Cien años de tradición

Corría el año de 1914 cuando la Hermandad de Nuestro Padre Jesús Presó procedió a representar por primera vez el momento en el que, siguiendo los Evangelios, Judas Iscariote y la guardia romana prendieron al Señor. El lugar elegido para realizar esta representación fue la Plaza de la Rosa, inmediata a la ermita y punto de encuentro de los montillanos.

Pertenezco a esta Hermandad desde mi infancia. Con rostro oculto por el capirote, he alumbrado en su procesión de Jueves Santo. Guiado por mi devoción a la Virgen de la Esperanza, quise ser costalero, y lo fui durante muchos años. Y ahora, mi encomienda en esta Hermandad es la de prender a Jesús: soy Judas Iscariote.
En mis comienzos ocultaba mi rostro con capirote de nazareno para alumbrarte, Señor, y con el paso del tiempo y de los años, trasformo mi persona para consumar la traición humana. Con careta burlona que asusta a niños y mayores, aparezco en medio de la Plaza, llena de cuantos me esperan para presenciar tu Prendimiento.
Como lo hicieron quienes quisieron representar a Judas Iscariote a lo largo de los años, cada tarde de Jueves Santo sigo puntualmente la escenificación, los pasos que tengo que dar, mi comportamiento acobardado y confuso, mis andares torpes y vacilantes, convirtiéndose en un ritual que ha pasado de generación en generación durante un siglo.
Mi cometido es interpretar al gran traidor, el mismo que vendió al Maestro por treinta malditas monedas de plata, y me pregunto ¿si Dios es bondad y verdad infinita?, ¿quiénes somos nosotros para ambicionar ser más que tú, Señor? El que se dice ser amigo de Jesús, es el mismo que lo engaña, que lo traiciona. Mi papel refleja la mezquindad de la falsedad humana. Guiando al batallón romano, entro altanero en la Plaza de la Rosa, cual huerto de Getsemaní, y encuentro al Maestro en el centro, rodeado del gentío, pero sólo y sin compasión en tan duros momentos. Corro y voy en tu busca, te alumbro con mi linterna para identificarte y, seguro de tu grandeza, te vendo por treinta denarios. Pero, Maestro, sé que tú no tienes precio. Con mi maldita complicidad los romanos acometen tu prendimiento, realizan tres genuflexiones ante tu rostro divino y cruzan sus enhiestas lanzas.

Ahora soy yo el que queda solo en medio de la Plaza de la Rosa.

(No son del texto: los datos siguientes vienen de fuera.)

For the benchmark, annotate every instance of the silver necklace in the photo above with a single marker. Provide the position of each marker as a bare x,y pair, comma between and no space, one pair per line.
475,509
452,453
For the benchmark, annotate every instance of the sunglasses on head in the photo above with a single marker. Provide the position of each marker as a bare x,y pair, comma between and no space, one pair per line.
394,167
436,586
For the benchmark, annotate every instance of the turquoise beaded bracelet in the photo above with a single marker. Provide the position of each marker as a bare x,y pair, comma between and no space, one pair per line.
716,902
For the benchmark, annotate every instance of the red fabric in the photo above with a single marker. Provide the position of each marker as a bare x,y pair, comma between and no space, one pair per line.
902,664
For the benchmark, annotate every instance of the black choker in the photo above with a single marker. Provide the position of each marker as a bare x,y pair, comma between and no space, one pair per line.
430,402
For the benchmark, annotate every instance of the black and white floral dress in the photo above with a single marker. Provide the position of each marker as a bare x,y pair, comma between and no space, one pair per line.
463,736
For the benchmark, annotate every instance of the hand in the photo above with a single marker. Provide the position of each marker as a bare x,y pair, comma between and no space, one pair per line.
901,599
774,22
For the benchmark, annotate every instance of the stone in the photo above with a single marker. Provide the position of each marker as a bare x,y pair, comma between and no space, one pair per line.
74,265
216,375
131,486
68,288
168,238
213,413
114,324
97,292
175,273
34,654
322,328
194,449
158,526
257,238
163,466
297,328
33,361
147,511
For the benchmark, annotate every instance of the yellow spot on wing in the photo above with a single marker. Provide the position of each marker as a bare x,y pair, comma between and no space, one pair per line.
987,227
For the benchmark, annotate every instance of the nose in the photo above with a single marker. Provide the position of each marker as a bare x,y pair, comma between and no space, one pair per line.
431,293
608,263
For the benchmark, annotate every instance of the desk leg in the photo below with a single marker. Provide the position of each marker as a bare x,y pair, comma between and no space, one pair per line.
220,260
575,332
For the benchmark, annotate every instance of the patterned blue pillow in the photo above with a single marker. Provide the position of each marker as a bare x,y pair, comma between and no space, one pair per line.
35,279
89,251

Te miro a los ojos, y recapacito. Mi mirada está perdida. Soy un traidor. Si he servido para algo, ha sido para traicionarme a mí mismo y al resto de la humanidad. Mi traición me atormenta, hasta tal punto que no tengo otra salida que pagar mi culpa, no con treinta monedas, sino quitándome mi propia vida. El amanecer del

Viernes Santo, cuando el Maestro cargue con su cruz, será el último amanecer que verán mis ojos. Todo está consumado.